Sharding
We support partitioning a collection into a number of smaller subsets called shards.
Right now, only a forward index can be partitioned by running partition_fwd_index command.
For convenience, we provide shards command that supports certain bulk operations on all shards.
Partitioning collection
We support two methods of partitioning: random, and by a defined mapping.
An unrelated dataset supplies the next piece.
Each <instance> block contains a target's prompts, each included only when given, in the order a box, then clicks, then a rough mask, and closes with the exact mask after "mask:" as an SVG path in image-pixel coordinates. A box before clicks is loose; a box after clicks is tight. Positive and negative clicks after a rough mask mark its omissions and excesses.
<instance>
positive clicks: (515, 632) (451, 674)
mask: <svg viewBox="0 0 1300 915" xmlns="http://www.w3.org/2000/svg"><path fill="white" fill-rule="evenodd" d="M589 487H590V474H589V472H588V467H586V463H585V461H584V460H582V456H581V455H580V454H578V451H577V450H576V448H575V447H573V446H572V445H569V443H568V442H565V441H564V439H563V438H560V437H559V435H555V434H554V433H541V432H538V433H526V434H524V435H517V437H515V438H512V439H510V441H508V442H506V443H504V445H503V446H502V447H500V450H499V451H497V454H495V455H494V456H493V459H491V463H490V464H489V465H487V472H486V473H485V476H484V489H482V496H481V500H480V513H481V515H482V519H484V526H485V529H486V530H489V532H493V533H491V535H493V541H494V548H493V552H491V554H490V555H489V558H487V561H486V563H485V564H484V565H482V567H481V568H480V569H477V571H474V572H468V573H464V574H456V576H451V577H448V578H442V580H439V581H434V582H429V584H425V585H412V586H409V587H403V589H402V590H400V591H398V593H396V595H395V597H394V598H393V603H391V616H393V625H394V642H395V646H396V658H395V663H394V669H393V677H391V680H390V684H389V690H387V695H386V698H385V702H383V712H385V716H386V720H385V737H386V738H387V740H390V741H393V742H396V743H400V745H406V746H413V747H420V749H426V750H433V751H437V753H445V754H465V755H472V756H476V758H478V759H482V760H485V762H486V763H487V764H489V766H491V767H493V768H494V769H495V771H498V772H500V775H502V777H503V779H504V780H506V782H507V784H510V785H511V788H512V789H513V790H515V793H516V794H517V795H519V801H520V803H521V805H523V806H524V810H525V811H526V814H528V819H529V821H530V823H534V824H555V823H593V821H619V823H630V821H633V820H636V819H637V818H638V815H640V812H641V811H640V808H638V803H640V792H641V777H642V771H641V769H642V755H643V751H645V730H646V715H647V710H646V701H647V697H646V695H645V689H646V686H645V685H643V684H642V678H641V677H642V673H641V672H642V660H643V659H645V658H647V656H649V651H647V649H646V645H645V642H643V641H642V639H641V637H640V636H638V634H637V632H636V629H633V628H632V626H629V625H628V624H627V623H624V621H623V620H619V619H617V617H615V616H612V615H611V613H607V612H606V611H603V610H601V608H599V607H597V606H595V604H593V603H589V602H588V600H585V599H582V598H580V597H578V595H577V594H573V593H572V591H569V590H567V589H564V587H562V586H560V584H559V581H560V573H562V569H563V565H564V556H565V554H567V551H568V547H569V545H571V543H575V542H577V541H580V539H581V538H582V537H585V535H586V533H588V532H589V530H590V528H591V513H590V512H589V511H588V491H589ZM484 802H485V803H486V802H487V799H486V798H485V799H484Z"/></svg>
For example, one can partition collection randomly:
$ partition_fwd_index \
-j 8 \ # use up to 8 threads at a time
-i full_index_prefix \
-o shard_prefix \
-r 123 # partition randomly into 123 shards
Alternatively, a set of files can be provided.
Let's assume we have a folder shard-titles with a set of text files.
Each file contains new-line-delimited document titles (e.g., TREC-IDs) for one partition.
Then, one would call:
$ partition_fwd_index \
-j 8 \ # use up to 8 threads at a time
-i full_index_prefix \
-o shard_prefix \
-s shard-titles/*
Note that the names of the files passed with -s will be ignored.
Instead, each shard will be assigned a numerical ID from 0 to N - 1 in order
in which they are passed in the command line.
Then, each resulting forward index will have appended .ID to its name prefix:
shard_prefix.000, shard_prefix.001, and so on.
Working with shards
The shards tool allows to perform some index operations in bulk on all shards at once.
At the moment, the following subcommands are supported:
- invert,
- compress,
- wand-data, and
- reorder-docids.
All input and output paths passed to the subcommands will be expanded for each individual shards
by extending it with .<shard-id> (e.g., .000) or, if substring {} is present, then
the shard number will be substituted there. For example:
shards reorder-docids --by-url \
-c inv \
-o inv.url \
--documents fwd.{}.doclex \
--reordered-documents fwd.url.{}.doclex
is equivalent to running the following command for every shard XYZ:
reorder-docids --by-url \
-c inv.XYZ \
-o inv.url.XYZ \
--documents fwd.XYZ.doclex \
--reordered-documents fwd.url.XYZ.doclex